In deze zaak heeft het gerechtshof Amsterdam op 4 maart 2025 uitspraak gedaan in hoger beroep tegen een vonnis van de rechtbank Noord-Holland. De zaak betreft de ontneming van wederrechtelijk verkregen voordeel uit de verkoop van heroïne door de betrokkene, geboren in 1975. In eerste aanleg had het openbaar ministerie gevorderd dat de betrokkene € 447.542,04 aan de Staat zou betalen, maar dit bedrag werd later bijgesteld naar € 408.300,69. De rechtbank Noord-Holland had de betrokkene eerder veroordeeld voor het opzettelijk verkopen, afleveren, vervoeren en aanwezig hebben van een grote hoeveelheid heroïne en had de betalingsverplichting opgelegd.
Tijdens de zitting in hoger beroep op 18 februari 2025 heeft het hof de vordering van de advocaat-generaal gehoord, die stelde dat de betrokkene langer had gedeald dan de rechtbank had vastgesteld.
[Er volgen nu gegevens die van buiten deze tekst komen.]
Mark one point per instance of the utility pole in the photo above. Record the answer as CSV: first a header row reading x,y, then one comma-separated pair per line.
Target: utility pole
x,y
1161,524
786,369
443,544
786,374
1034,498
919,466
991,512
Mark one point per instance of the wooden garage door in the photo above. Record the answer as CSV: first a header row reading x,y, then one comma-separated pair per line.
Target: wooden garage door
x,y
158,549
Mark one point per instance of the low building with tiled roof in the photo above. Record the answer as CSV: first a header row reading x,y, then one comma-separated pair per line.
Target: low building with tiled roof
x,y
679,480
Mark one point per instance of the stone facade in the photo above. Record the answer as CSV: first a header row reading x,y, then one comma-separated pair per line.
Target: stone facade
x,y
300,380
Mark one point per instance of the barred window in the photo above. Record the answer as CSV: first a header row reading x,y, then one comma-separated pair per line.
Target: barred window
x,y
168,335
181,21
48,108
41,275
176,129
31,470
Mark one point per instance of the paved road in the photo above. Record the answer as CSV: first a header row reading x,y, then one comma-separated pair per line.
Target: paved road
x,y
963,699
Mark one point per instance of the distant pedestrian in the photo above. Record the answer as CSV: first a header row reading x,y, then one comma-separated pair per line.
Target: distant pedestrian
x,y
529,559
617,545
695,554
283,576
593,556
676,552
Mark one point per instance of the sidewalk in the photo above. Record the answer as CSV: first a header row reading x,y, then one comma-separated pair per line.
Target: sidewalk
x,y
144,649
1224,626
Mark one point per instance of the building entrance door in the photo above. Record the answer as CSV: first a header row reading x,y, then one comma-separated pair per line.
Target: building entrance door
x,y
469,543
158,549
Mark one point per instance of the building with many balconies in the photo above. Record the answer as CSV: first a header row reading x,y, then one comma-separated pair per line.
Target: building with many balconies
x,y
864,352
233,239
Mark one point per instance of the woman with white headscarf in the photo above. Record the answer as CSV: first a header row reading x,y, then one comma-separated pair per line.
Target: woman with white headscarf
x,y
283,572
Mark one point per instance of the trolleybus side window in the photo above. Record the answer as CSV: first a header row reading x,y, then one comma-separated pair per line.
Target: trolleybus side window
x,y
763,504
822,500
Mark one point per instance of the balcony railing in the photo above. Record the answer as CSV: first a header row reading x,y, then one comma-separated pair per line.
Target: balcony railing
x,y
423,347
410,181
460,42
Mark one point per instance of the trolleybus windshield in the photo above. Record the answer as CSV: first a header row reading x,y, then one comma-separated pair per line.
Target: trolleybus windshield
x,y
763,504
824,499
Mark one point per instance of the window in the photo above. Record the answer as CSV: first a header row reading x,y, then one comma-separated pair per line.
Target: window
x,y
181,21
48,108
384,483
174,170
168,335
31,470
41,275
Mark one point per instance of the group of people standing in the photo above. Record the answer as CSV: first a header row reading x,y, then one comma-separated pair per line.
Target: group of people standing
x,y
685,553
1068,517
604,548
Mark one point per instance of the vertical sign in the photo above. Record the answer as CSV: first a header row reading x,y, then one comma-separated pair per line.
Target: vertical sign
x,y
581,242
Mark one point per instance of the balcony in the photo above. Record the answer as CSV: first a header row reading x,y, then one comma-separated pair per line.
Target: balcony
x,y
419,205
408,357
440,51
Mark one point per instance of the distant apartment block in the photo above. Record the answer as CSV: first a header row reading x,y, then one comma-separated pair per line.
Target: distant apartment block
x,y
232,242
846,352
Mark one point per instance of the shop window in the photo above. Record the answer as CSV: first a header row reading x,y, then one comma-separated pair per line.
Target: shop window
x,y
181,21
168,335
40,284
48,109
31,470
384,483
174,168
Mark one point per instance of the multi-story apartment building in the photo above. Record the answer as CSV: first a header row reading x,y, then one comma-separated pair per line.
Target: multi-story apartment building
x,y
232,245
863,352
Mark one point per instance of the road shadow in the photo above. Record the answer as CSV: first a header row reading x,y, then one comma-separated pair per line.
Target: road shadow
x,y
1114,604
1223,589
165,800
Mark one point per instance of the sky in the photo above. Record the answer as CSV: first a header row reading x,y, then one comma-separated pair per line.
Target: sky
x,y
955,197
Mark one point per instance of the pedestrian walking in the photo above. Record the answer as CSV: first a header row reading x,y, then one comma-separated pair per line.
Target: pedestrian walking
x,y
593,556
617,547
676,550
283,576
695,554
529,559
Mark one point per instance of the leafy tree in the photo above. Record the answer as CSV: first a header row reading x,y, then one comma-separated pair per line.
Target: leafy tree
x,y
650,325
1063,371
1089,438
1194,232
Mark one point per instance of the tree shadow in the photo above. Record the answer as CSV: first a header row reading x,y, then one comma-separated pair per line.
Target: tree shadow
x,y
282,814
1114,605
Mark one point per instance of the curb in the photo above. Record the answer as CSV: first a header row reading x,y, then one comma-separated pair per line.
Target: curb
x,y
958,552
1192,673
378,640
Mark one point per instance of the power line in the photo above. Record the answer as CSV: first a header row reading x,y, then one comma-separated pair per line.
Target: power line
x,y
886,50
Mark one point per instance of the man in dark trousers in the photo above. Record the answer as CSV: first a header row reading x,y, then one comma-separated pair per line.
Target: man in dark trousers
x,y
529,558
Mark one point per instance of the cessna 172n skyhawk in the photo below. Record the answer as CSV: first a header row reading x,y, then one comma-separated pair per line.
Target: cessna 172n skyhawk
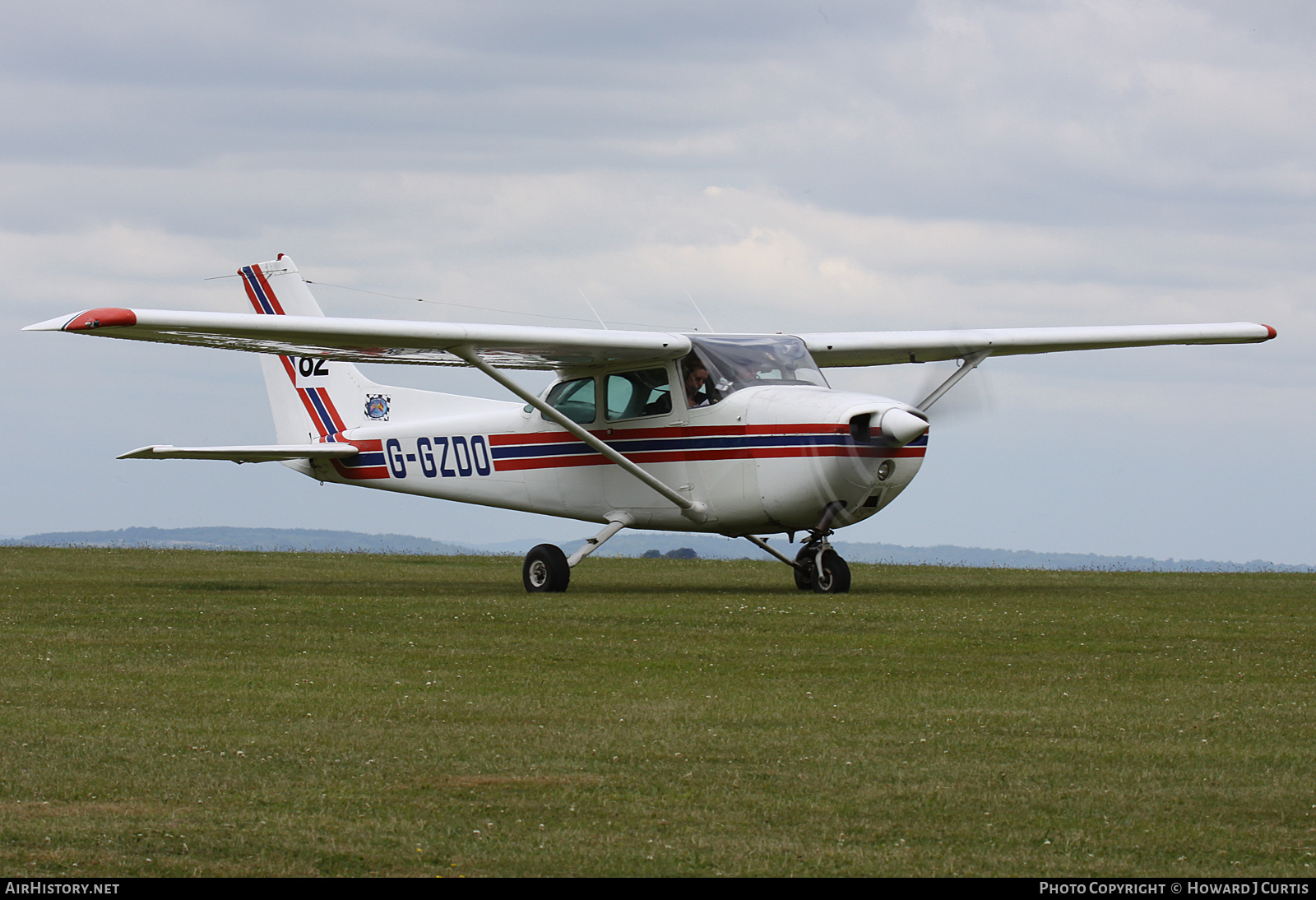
x,y
734,434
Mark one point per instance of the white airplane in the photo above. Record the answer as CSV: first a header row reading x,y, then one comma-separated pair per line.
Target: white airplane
x,y
734,434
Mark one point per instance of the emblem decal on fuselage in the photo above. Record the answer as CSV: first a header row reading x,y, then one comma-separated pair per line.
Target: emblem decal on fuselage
x,y
377,407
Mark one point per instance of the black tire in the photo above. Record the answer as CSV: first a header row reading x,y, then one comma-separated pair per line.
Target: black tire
x,y
545,570
833,575
804,568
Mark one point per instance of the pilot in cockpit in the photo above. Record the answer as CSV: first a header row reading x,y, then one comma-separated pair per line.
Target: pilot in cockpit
x,y
697,383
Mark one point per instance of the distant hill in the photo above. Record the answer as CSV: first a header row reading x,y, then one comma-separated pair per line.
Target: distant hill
x,y
628,544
Het hof heeft vastgesteld dat er voldoende bewijs was dat de betrokkene de woning als opslagplaats voor de drugs gebruikte en dat hij de in de woning aangetroffen heroïne had verkocht. De verdediging voerde aan dat de betrokkene slechts een korte periode had gedeald en dat hij niet op de hoogte was van de heroïne in de woning. Het hof verwierp deze argumenten en concludeerde dat de betrokkene wederrechtelijk voordeel had verkregen door zijn activiteiten.
Het hof heeft de betalingsverplichting vastgesteld op € 400.000,00, rekening houdend met de overschrijding van de redelijke termijn in de procedure. De beslissing is gegrond op artikel 36e van het Wetboek van Strafrecht. Het hof heeft het vonnis van de rechtbank vernietigd en opnieuw recht gedaan, waarbij het hof de betrokkene de verplichting oplegde tot betaling aan de Staat.